He opened his eyes, his fingers stilling. Maggie had gone without sex for three years? He recommenced the stroking. ‘Hell, Maggie, no wonder the condom broke. It’s probably past its expiry date.’
Maggie laughed, relieved by his deliberate humour. But she wasn’t fooled by it. Underneath his light words she could detect his horror at her non-existent sex life. Just one of the many differences between the two of them.
‘You don’t sound too upset by this,’ Nash murmured after her laughter subsided. ‘Aren’t you worried about getting pregnant? Or is this a safe time in your cycle?’
Even as he said it he wished he could take it back. He was sounding like an ignorant teenager. There was never a safe time. God, he was a doctor, he’d spent six years at uni learning that!
Maggie shut her eyes, savouring the closeness of him, his warmth as she reached for the shield she hadn’t needed in a long time. ‘I’m infertile.’
Nash’s hand stilled again. It had sounded casual but he could feel her tensing against him, her slouch less pronounced. ‘Oh?’
‘Two years of trying with my husband. Six years of IVF. Multiple attempts. Pregnancies none. Divorce one.’
He could hear the nonchalance she was forcing into her voice and was ashamed at the flood of relief sweeping through him. He didn’t need to be a psychologist to know that Maggie had suffered. After a few moments he kissed her head and went back to trailing his fingers along her skin.
‘That must have been hard,’ he said carefully. He didn’t want to betray his happiness in the face of Maggie’s misfortune.
Maggie shut her eyes. It had been the most gut-wrenching decade of her life. No wonder she and Peter had crashed and burned. Years of her being a hormonal wreck, in debt to their eyeballs and having robotic sex devoid of any expression of love had led to an inevitable conclusion.

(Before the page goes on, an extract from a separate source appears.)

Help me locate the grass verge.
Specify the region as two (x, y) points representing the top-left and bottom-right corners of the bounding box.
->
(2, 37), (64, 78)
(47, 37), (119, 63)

‘Yes.’ Made worse by Peter marrying again within the year and having three children in quick succession.
‘Did they identify the problem?’
Maggie shook her head. ‘No. Idiopathic infertility. After hundreds of tests and tens of thousands of dollars no one could tell me why.’
Sitting this close, knowing her like he now did, Nash could sense her deep, deep regret. He’d seen her with the kids at work. She would have been a good mother. ‘I’m sorry.’
She turned her head and looked up at him, raising her palm to cup his face. ‘It was a long time ago.’ Hadn’t he said that to her about his sister’s death? She dropped her hand but continued to look at him. ‘I take it from the overwhelming relief in your eyes that babies aren’t on your agenda just yet?’
Nash shot her a sheepish grin. He felt like he’d dodged a bullet. ‘Babies aren’t on my agenda full stop.’
‘Really?’
He nodded. ‘Really.’
‘Oh.’ Maggie looked away.
He looked down at the top of her head. ‘Is that so hard to believe?’
Maggie shrugged. ‘You’re training to be a paediatrician. I guess I assumed you liked them.’
‘It’s because of my profession I choose not to be a father. And my sister’s death. I see the bad stuff that can happen to kids every day. I’ve witnessed it personally. Parents can do everything right and then, whammy! Out of the blue some horrible cancer or awful disease comes at you. I’ve seen how it tears families apart. How it tore at my own family for years. I lived through the death of my ten-year-old sister and I won’t willingly set myself up for that kind of potential ever again.’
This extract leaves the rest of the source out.